Do I really need to spend time on this?
Yes! We believe every company needs a product vision. Whether you are starting out and still have to write the first line of code or have been in the business for decades. But it doesn’t even stop with developing it. You also have to maintain a product vision because it will very likely evolve over time.
It is the foundation for so many aspects that define the features you should or shouldn't include in your product, how things work and even how the team functions.When you have a vision, each person within your company is empowered to make decisions that align with this vision.
So what is a product vision?
In short, a vision paints a picture of your customer’s world when your product fully delivers what you have in mind. By definition, this is utopian, probably unattainable, but it is a perfect north star to aim for.
Vision is often mentioned along with other terms like mission, values, and goals. We'll define those as well to show how we think they complement each other.
While the vision paints a picture of the future, the mission states what your product does right now to make that vision reality.
The values clarify how your product completes the mission and gets to the vision.
A company should have a vision, but a product should also have one. For a typical SaaS company with only one product, they may be the same — but not necessarily; think about the ambition the company has to grow in a number of products, for example.
How do I use these tools?
The vision, mission, values, and goals are there to help anyone in the organization understand what your product does. They provide direction to everyone, not just your product development team, even though they are the first to reap the benefits of having this.
For the sales team, this means they can target specific leads that align with the vision and for which your product can offer the best solution for their problems. Similarly, the support team can better act as a filter for new feature ideas because they can judge whether it fits with the vision.
But even in the product team itself, the vision, mission, and values can be used to evaluate every new problem to solve, every technical decision, prioritize every issue on the roadmap, and validate any solution proposed.
And finally, for everyone, a compelling vision inspires and motivates a team.
What if I don’t?
When a product & engineering team lacks a vision, it results in unclear or ever-changing priorities because customers dictate what they want to build as short-term solutions for their problems.
On the sales and marketing side, your team might be selling features that do not exist or are relevant for specific customers, resulting in product bloat and tension between the sales team and the product team.
So while you think you are listening to your customers, ignoring your vision can lead to a bloated product with too many features to maintain, eventually causing development to grind to a halt.
When do I need to review the product vision?
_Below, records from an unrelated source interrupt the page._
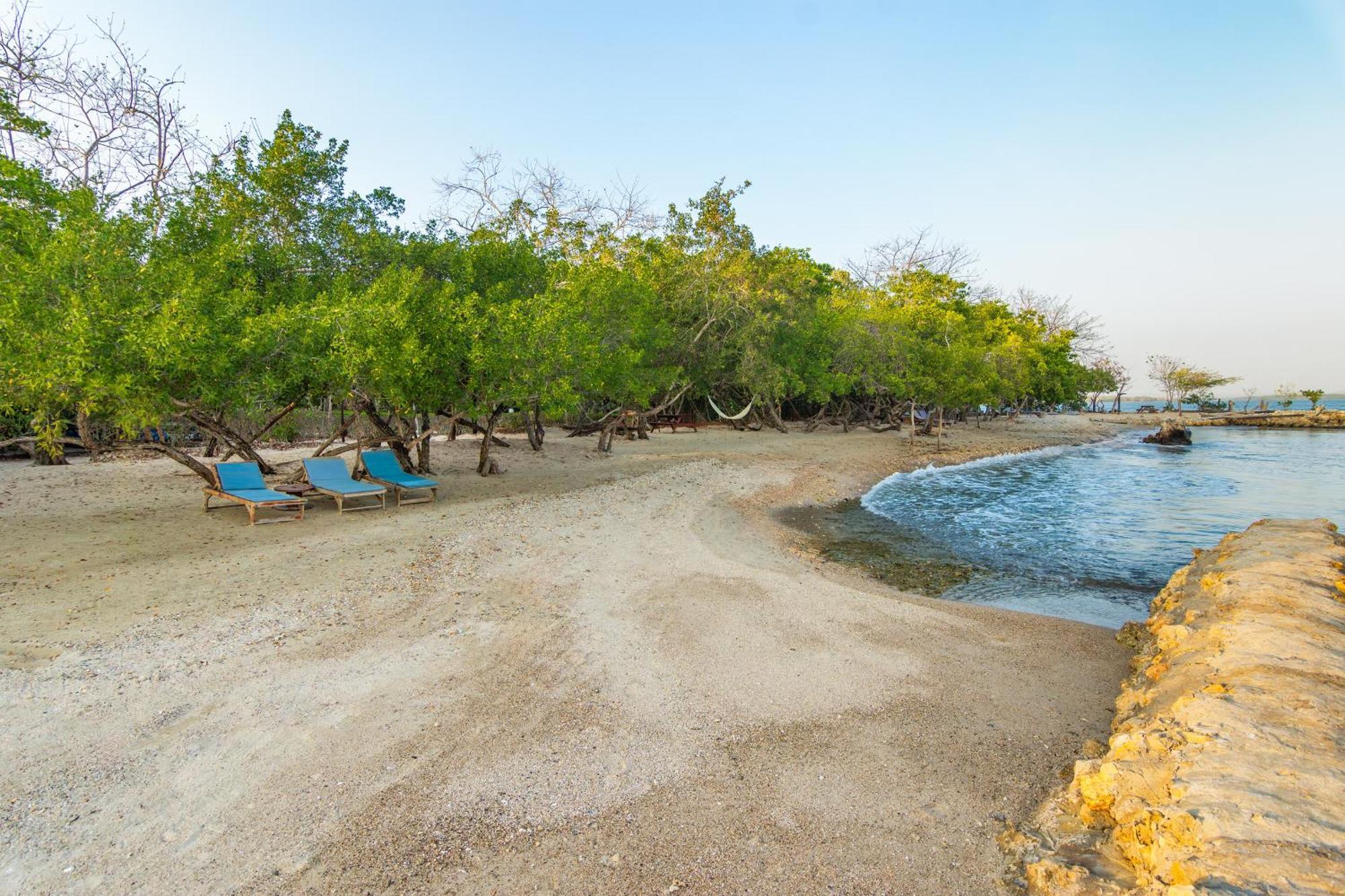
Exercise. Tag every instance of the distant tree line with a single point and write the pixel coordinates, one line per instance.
(147, 278)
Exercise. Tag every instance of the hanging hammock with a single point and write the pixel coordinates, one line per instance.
(738, 416)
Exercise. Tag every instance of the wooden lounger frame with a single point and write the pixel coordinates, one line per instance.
(254, 506)
(341, 497)
(399, 489)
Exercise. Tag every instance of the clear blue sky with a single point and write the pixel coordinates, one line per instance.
(1176, 167)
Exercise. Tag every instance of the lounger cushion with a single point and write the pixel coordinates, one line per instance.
(240, 474)
(383, 464)
(330, 474)
(262, 495)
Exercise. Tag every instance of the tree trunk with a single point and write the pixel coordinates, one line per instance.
(340, 434)
(262, 432)
(533, 423)
(237, 444)
(44, 456)
(423, 447)
(485, 466)
(87, 435)
(385, 430)
(181, 456)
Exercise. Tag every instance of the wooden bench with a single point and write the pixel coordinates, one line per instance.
(673, 421)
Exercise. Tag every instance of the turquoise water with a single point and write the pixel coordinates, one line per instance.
(1300, 404)
(1094, 532)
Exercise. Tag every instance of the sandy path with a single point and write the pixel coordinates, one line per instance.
(592, 674)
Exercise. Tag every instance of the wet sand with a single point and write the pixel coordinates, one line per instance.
(591, 674)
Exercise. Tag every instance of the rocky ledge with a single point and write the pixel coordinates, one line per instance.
(1225, 771)
(1317, 419)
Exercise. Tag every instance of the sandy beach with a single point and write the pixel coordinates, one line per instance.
(594, 674)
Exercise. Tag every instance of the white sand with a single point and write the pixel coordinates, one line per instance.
(591, 674)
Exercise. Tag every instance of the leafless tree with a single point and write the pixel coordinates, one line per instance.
(1059, 315)
(539, 202)
(890, 260)
(114, 126)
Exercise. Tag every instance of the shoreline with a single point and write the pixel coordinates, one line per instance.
(591, 674)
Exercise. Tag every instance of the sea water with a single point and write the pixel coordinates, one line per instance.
(1094, 532)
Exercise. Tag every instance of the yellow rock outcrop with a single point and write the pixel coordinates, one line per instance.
(1225, 771)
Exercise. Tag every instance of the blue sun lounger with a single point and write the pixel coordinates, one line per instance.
(329, 477)
(384, 469)
(241, 483)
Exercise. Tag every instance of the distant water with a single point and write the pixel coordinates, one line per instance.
(1094, 532)
(1300, 404)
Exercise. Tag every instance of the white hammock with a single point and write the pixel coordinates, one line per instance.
(738, 416)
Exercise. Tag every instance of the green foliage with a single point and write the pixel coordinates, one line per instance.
(270, 283)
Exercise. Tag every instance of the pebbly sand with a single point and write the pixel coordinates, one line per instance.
(587, 676)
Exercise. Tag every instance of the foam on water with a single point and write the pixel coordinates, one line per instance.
(1093, 532)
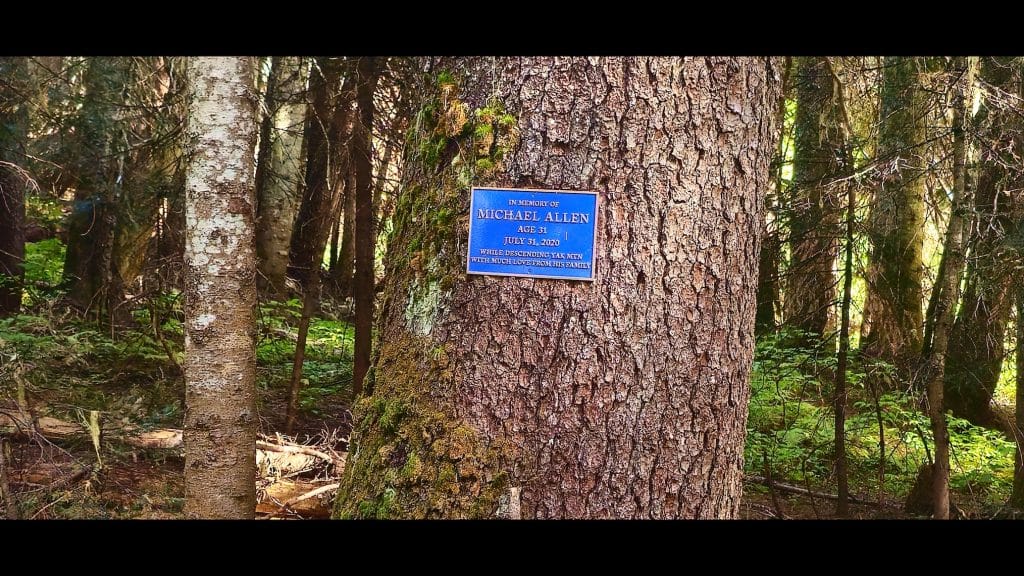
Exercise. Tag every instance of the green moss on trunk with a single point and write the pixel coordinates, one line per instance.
(411, 455)
(412, 458)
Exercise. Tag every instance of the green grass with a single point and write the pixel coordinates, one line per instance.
(791, 429)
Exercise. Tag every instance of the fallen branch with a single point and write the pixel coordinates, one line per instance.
(285, 459)
(312, 493)
(295, 449)
(298, 498)
(805, 492)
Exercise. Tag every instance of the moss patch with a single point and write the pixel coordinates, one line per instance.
(411, 457)
(452, 147)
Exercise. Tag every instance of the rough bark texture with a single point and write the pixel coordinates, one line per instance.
(326, 152)
(220, 291)
(977, 340)
(621, 398)
(279, 175)
(814, 201)
(13, 132)
(893, 313)
(366, 235)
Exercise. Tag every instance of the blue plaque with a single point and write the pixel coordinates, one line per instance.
(531, 233)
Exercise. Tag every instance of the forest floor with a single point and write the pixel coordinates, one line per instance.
(67, 369)
(57, 367)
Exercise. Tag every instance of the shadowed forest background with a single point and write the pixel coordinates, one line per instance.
(889, 285)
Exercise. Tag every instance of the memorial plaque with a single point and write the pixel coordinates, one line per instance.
(531, 233)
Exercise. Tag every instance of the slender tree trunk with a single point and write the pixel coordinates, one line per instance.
(220, 291)
(279, 173)
(309, 301)
(366, 236)
(13, 180)
(527, 398)
(933, 366)
(814, 201)
(840, 398)
(89, 265)
(768, 285)
(335, 238)
(1017, 498)
(343, 273)
(976, 343)
(326, 154)
(893, 316)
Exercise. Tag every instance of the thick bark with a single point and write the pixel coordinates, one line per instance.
(976, 343)
(621, 398)
(892, 329)
(814, 201)
(326, 156)
(13, 180)
(220, 291)
(90, 275)
(366, 235)
(279, 173)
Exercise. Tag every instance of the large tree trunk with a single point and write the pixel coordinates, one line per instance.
(326, 154)
(976, 343)
(814, 201)
(366, 235)
(527, 398)
(279, 174)
(13, 180)
(893, 315)
(220, 291)
(90, 275)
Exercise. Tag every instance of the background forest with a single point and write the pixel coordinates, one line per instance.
(890, 290)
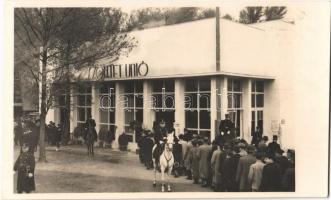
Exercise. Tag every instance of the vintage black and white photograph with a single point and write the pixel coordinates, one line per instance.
(166, 99)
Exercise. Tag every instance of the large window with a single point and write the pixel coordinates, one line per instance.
(197, 106)
(61, 103)
(257, 104)
(133, 106)
(235, 103)
(84, 100)
(107, 102)
(163, 100)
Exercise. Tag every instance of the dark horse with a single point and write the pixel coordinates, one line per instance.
(90, 136)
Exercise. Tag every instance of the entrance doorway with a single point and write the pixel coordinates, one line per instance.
(236, 118)
(168, 116)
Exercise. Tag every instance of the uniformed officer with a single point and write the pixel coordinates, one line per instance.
(226, 130)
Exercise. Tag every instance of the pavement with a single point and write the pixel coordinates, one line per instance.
(70, 170)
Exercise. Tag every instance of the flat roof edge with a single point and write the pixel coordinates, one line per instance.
(221, 73)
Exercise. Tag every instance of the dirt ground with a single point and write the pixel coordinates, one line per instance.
(71, 170)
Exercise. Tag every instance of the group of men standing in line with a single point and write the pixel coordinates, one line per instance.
(228, 163)
(26, 135)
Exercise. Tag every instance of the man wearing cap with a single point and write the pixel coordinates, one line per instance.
(195, 161)
(149, 143)
(256, 136)
(243, 169)
(242, 149)
(263, 147)
(288, 180)
(226, 129)
(255, 172)
(184, 144)
(214, 163)
(188, 158)
(204, 165)
(271, 177)
(281, 161)
(141, 145)
(160, 131)
(177, 152)
(273, 146)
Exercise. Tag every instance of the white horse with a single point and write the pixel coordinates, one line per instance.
(166, 161)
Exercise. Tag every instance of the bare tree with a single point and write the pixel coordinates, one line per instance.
(61, 39)
(228, 17)
(250, 15)
(275, 12)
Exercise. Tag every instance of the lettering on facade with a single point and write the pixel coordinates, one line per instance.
(125, 71)
(118, 71)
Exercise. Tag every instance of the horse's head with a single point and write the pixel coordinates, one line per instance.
(169, 141)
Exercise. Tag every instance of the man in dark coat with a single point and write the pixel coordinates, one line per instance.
(177, 152)
(204, 163)
(282, 161)
(160, 131)
(229, 170)
(25, 165)
(58, 137)
(288, 180)
(271, 176)
(149, 143)
(224, 168)
(273, 146)
(141, 145)
(263, 147)
(256, 136)
(243, 169)
(18, 131)
(35, 134)
(123, 141)
(226, 130)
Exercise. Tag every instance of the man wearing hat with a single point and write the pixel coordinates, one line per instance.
(281, 160)
(194, 156)
(288, 180)
(226, 130)
(141, 144)
(160, 131)
(183, 142)
(204, 165)
(243, 169)
(271, 176)
(242, 149)
(188, 158)
(263, 147)
(25, 165)
(177, 152)
(273, 146)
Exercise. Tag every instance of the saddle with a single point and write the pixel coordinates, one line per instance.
(158, 151)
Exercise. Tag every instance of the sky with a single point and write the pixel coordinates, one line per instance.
(234, 11)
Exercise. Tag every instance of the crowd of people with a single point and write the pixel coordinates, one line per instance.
(231, 165)
(26, 136)
(226, 164)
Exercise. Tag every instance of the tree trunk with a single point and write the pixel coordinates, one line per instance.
(68, 100)
(66, 131)
(42, 149)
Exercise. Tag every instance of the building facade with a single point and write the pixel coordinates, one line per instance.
(190, 75)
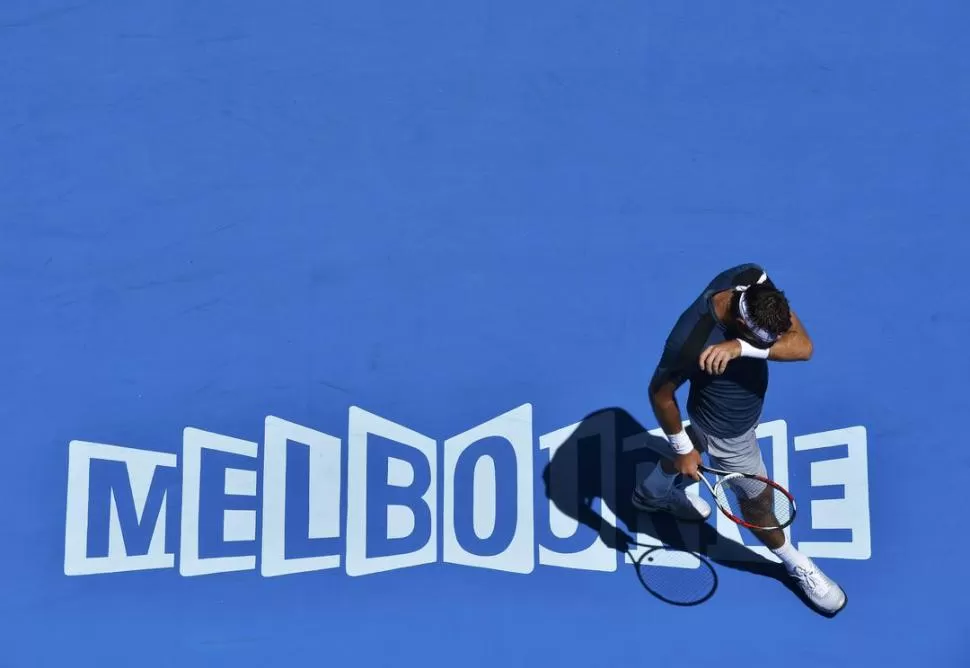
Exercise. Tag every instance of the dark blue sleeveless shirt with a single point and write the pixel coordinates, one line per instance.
(727, 405)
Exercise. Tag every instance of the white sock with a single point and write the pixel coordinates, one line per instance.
(791, 557)
(657, 483)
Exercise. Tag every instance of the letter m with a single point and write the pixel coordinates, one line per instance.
(117, 509)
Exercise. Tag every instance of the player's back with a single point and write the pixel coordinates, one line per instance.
(731, 403)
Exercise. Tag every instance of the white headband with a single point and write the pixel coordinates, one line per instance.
(762, 335)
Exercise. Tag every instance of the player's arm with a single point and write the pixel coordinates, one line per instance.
(671, 373)
(663, 400)
(795, 345)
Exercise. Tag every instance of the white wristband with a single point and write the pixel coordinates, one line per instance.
(680, 442)
(747, 350)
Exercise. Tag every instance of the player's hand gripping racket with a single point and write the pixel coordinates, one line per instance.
(751, 500)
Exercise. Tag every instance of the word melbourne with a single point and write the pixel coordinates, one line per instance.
(390, 498)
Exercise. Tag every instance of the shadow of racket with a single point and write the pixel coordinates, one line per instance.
(675, 576)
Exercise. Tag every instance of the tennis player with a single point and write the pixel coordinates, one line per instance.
(722, 344)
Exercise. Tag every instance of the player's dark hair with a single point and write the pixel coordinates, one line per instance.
(769, 308)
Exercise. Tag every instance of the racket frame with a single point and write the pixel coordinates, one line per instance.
(724, 476)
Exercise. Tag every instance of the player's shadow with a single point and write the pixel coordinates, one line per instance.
(603, 458)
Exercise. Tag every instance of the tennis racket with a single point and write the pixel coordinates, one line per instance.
(751, 500)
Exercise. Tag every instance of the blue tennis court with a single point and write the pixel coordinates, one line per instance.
(328, 328)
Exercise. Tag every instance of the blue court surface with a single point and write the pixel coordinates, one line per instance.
(328, 328)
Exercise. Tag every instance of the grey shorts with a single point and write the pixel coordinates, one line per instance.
(740, 454)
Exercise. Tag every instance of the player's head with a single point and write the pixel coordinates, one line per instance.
(761, 314)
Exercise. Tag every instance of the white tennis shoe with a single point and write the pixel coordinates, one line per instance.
(820, 589)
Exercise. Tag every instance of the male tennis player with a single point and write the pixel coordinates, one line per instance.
(722, 344)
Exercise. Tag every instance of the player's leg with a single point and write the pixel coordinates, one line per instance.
(657, 492)
(743, 455)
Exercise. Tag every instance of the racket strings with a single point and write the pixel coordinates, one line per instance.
(755, 501)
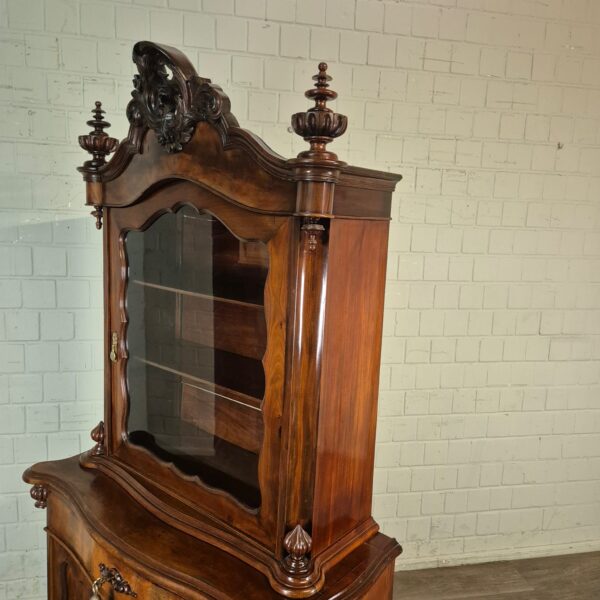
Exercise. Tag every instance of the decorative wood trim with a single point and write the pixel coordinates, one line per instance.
(313, 231)
(170, 98)
(298, 545)
(98, 435)
(40, 494)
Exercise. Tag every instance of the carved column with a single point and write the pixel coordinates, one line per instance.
(316, 172)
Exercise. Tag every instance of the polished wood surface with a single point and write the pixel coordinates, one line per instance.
(94, 522)
(569, 577)
(241, 372)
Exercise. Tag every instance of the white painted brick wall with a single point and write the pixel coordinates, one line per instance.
(489, 431)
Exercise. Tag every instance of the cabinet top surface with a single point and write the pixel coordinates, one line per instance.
(181, 122)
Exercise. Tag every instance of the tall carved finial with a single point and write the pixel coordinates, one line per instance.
(319, 125)
(99, 144)
(298, 545)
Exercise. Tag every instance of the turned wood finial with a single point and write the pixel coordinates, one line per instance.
(319, 125)
(298, 545)
(97, 142)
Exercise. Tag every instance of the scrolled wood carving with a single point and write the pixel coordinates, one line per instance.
(169, 97)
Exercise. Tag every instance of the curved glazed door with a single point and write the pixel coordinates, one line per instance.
(198, 290)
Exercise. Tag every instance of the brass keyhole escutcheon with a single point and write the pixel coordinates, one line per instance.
(113, 347)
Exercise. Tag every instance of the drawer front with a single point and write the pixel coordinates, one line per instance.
(67, 580)
(75, 557)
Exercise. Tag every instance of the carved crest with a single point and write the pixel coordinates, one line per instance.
(169, 96)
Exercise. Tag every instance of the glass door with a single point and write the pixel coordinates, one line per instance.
(196, 338)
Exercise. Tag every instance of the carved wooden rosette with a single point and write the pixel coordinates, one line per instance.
(40, 494)
(97, 434)
(298, 545)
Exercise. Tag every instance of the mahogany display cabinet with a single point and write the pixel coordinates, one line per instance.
(243, 298)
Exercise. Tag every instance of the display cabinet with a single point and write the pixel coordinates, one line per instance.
(243, 298)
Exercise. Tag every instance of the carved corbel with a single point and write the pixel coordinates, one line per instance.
(98, 436)
(298, 545)
(40, 494)
(313, 229)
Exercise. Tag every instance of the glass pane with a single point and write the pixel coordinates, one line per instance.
(196, 338)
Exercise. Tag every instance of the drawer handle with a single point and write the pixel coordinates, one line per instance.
(116, 581)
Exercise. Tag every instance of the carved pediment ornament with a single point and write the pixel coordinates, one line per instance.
(169, 97)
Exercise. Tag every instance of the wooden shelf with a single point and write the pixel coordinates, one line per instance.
(184, 292)
(229, 325)
(207, 386)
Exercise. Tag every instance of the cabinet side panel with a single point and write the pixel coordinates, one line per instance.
(350, 378)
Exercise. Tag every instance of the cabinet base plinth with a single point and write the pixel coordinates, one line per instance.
(93, 521)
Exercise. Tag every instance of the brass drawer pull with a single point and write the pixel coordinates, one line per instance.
(116, 581)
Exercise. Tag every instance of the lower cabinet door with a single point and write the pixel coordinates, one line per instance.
(67, 580)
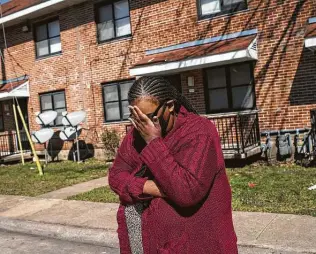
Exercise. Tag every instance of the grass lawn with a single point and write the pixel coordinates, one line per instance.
(102, 194)
(24, 180)
(277, 189)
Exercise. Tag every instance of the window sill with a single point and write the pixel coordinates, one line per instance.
(114, 40)
(125, 122)
(48, 56)
(234, 113)
(220, 15)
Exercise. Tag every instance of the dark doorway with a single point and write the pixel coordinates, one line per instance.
(175, 80)
(23, 105)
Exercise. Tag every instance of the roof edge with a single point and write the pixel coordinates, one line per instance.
(204, 41)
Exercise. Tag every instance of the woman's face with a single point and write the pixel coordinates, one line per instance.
(149, 105)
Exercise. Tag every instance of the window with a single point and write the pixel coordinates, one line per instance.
(113, 20)
(115, 101)
(211, 8)
(230, 88)
(47, 38)
(54, 101)
(1, 117)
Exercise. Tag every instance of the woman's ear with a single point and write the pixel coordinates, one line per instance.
(171, 106)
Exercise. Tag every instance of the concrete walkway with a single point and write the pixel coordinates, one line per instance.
(66, 192)
(95, 223)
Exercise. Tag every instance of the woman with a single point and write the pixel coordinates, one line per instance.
(170, 176)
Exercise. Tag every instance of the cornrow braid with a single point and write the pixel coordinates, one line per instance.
(159, 88)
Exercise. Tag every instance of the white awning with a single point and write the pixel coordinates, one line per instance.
(170, 62)
(310, 34)
(37, 10)
(21, 91)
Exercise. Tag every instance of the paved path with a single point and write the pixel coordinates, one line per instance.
(95, 223)
(66, 192)
(13, 243)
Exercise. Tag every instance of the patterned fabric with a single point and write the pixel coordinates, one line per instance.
(188, 166)
(133, 217)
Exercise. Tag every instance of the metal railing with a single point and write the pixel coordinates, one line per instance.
(237, 132)
(9, 144)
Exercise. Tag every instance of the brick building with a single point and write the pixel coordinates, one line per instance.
(247, 65)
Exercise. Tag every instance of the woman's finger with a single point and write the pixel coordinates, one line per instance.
(134, 114)
(156, 122)
(141, 115)
(132, 121)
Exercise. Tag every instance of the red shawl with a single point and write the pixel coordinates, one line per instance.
(188, 166)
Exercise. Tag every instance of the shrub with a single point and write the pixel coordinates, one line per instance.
(111, 142)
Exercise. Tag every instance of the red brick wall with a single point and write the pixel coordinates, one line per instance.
(285, 73)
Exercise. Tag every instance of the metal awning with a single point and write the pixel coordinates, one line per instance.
(19, 89)
(221, 52)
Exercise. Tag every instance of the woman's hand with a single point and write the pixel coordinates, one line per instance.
(148, 129)
(151, 188)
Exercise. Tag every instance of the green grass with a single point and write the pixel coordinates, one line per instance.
(103, 194)
(25, 180)
(278, 189)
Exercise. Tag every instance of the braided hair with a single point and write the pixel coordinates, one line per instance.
(160, 89)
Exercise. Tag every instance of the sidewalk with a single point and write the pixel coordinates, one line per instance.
(95, 223)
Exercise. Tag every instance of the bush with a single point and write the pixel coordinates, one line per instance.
(111, 142)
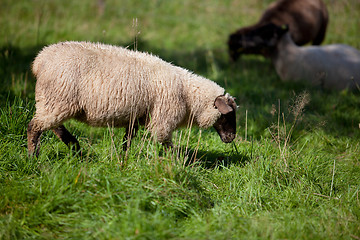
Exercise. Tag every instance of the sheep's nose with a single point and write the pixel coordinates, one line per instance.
(228, 138)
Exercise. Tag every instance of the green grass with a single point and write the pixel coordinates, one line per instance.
(293, 172)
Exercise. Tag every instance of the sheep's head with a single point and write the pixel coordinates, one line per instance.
(255, 40)
(226, 124)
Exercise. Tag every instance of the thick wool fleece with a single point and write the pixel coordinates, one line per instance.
(335, 66)
(105, 85)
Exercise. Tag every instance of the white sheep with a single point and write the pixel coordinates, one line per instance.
(335, 66)
(104, 85)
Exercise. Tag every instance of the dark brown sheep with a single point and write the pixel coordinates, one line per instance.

Whenever your product seems to be outside the market, whenever you add new products to or remove them from, your company's offering. Basically, whenever there is a new insight into the market you want to play in.
Another moment would be when the vision doesn't help your team anymore. This could be because the vision may be too vague or too detailed. Remember that the purpose is to help everyone in your company to make decisions as autonomously as possible.
Especially when you're still trying to find your market fit, your vision is subject to change. Your vision should be something you are strongly opinionated on but is loosely held.
You need a product vision. It's the basis of almost any decision anyone in the company makes that involves your product offering. You have to develop and maintain it and ensure everyone in the company knows and understands it. It'll make your product offering that much more coherent.